New study quantifies number of times a cancerous tumor has regressed: The answer is zero
Cancer cells and breast cancer

With conflicting recommendations about the right age for women at average risk to begin breast cancer screenings and how often to be tested, it’s no wonder that some women are confused. While two of the major health organizations recommend mammograms starting at age 40, the American Cancer Society in 2015 started recommending that screening begin at age 45 and, starting at age 55, that women only have a mammogram alternating years. These guidelines were put in place to reduce the so-called harms of screening, but for Debra L. Monticciolo, MD, professor of radiology at the Texas A&M College of Medicine and Section of Breast Imaging chief at Baylor Scott & White Health Central Texas, such guidelines are misguided, as they could cause cancer to be caught at later stages and will not reduce the rate of overdiagnosis.

Monticciolo and her colleagues recently published an article in the Journal of the American College of Radiology reporting the results of a study in which they found no cases of a cancerous tumor found via mammography shrinking or spontaneously disappearing.

“People who question the need to screen for breast cancer often tell patients, ‘The cancer may just go away on its own,’” Monticciolo said. “Those of us who actually work in breast cancer know that’s ridiculous, but we’ve not had a scientific way to approach the problem.”

To address this, Monticciolo and her colleagues gathered data from 42 fellows of the Society of Breast Imaging—all of whom are experts in the field—about how untreated, but biopsy-proven, breast cancers progressed. They gathered a total of about 6.9 million mammogram results over a ten-year period, of which 240 were cases of untreated invasive breast cancers and 239 were untreated cases of ductal carcinoma in situ (DCIS). “None of the cancers regressed,” Monticciolo said. In other words, not one of either type of disease disappeared or even became smaller at follow up exams, according to the fellows surveyed.

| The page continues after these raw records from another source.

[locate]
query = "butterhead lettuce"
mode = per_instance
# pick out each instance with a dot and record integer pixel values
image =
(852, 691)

Therefore, guidelines of less-frequent mammograms simply delay the diagnosis of breast cancer. “Lengthening the screening interval or waiting until a woman is 45 or 50 to screen will not prevent whatever small amount of overdiagnosis that may exist; it will simply delay it,” Monticciolo said. “Most of the improved survival rates of breast cancer are because of early detection.”

On the other hand, the risks of mammography are small. The doses of radiation are relatively low—about the same amount someone gets naturally every seven weeks. Over 90 percent of people get a normal result from a mammogram, and even for those called back for additional imaging, most don’t end up needing a biopsy. “When you weigh the stress and worry for those who have a possible abnormal result against the mortality rates of breast cancer, most women would choose to be tested,” Monticciolo said. “Screening can reduce the mortality from breast cancer by 40 percent.” Mammograms are also relatively cost effective and can generally be done in just a few minutes.

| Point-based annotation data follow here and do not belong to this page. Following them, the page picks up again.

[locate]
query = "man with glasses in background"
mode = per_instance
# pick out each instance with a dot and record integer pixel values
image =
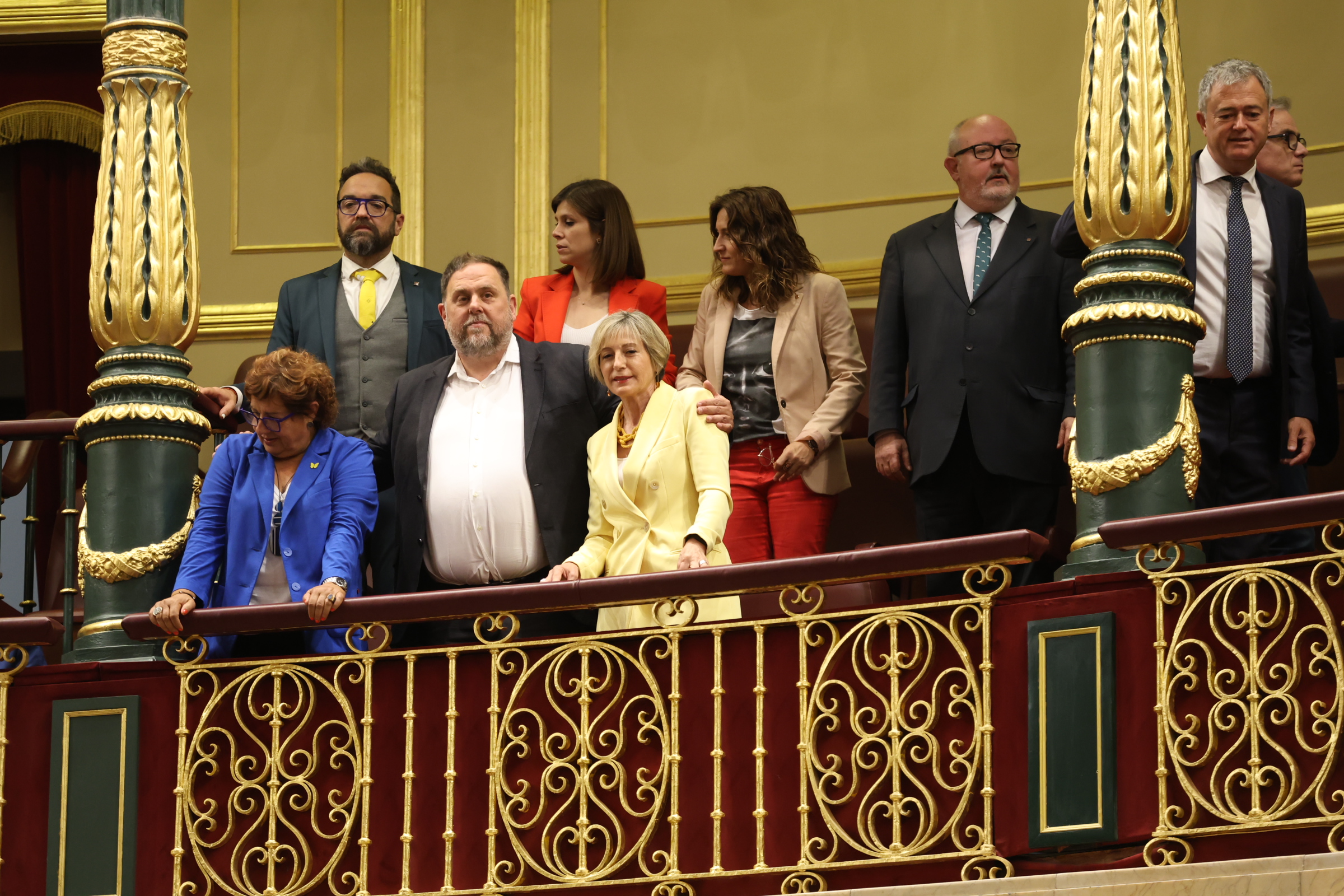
(1284, 157)
(370, 318)
(972, 393)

“We want women to have the best chances of treatment, and we don’t want women to get the mistaken idea that if they have an invasive breast cancer, they can just let it go,” Monticciolo said. “If you don’t treat it, invasive breast cancer is 100 percent lethal.”

To treat cancer, it must first be detected, which is why Monticciolo encourages all women to talk to their health care providers about their risk and when they should have their first mammogram. “It’s really one of the best things you can do for your health, she said. “Our goal is to save the most lives, and I would encourage women at normal risk to take advantage of the benefits of screening every year, starting at age 40.”